Entrepreneurs in Quetta, the capital city of Balochistan, have responded to capitalize on this uptick in interest in CSS by opening up coaching centres or academies for candidates. Kamran Mengal, administration officer at one such academy told News Lens a good number of students attended the classes, coming from various backgrounds.
“Even doctors and engineers come to prepare for the exams,” said Mengal, adding that it is, perhaps, the charms of bureaucratic life that attract them to CSS. He added that a candidate qualifying CSS served as a model of inspiration for others, triggering a cycle of of interest among the youth, inspiring them to try their luck as well.
On account of the increasing interest of candidates, said Mengal, a good number of coaching academies are working in the provincial capital where students from remote districts such as Gwader, Panjgur and Chaman, come to prepare for the exam.
Still, the number of students who qualify the annual examination remains low.

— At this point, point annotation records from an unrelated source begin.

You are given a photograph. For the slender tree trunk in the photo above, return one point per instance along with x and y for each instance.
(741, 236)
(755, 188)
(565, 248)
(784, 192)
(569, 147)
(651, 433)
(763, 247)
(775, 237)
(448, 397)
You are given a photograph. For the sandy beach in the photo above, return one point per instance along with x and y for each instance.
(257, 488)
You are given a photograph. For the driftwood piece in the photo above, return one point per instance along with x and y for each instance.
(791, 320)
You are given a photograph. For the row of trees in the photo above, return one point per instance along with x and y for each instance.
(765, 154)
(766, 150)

In 2012, only 29 candidates of the 396 candidates qualified the examination, 14 of which were selected for the civil services. For 2013, the number is even less – 8 out of 409 candidates made it to the civil services.
Amjad Khan, the provincial officer for FPSC, said that due to limited seats and increasing number of candidates, the examination got tougher every year. Khan said in 2015 the entire syllabus was revised and many new approaches and subjects were included to make the screening all the more competitive.
The fact that many candidates who prepare for years, appearing repeatedly in the exam and still not making it to the service, bears testimony to how tough the examination has become over the years. Ayesha Ahmed, a senior school teacher, has attempted the examination twice and is now preparing for her third and last attempt.
Ahmad said that although she held a BPS 17 position, she was unable to serve the way she wanted and that is why she had opted to go for CSS. She said a good number of her colleagues were attracted to the administrative services because of the prestige characteristic to a bureaucratic lifestyle.
“Ours is a power and status-driven society and the prestige inherent to bureaucratic life attracts everyone,” said Ahmad.
The Central Superior Services (CCS) examinations are held annually in February by the Federal Public Service Commission Islamabad. The examinations are conducted simultaneously in all major cities of Pakistan with successful candidates going to the 12 groups in the Civil Services of Pakistan. The candidates have to qualify written evaluation tests in 12 subjects and clear medical, psychological and viva- voce tests. The Federal Public Service Commission has sub-branches in all four provinces.
According to Kamran Mengal, owner of the coaching academy in Quetta, candidates spend years in Lahore and Islambabad, away from home, preparing for the examination.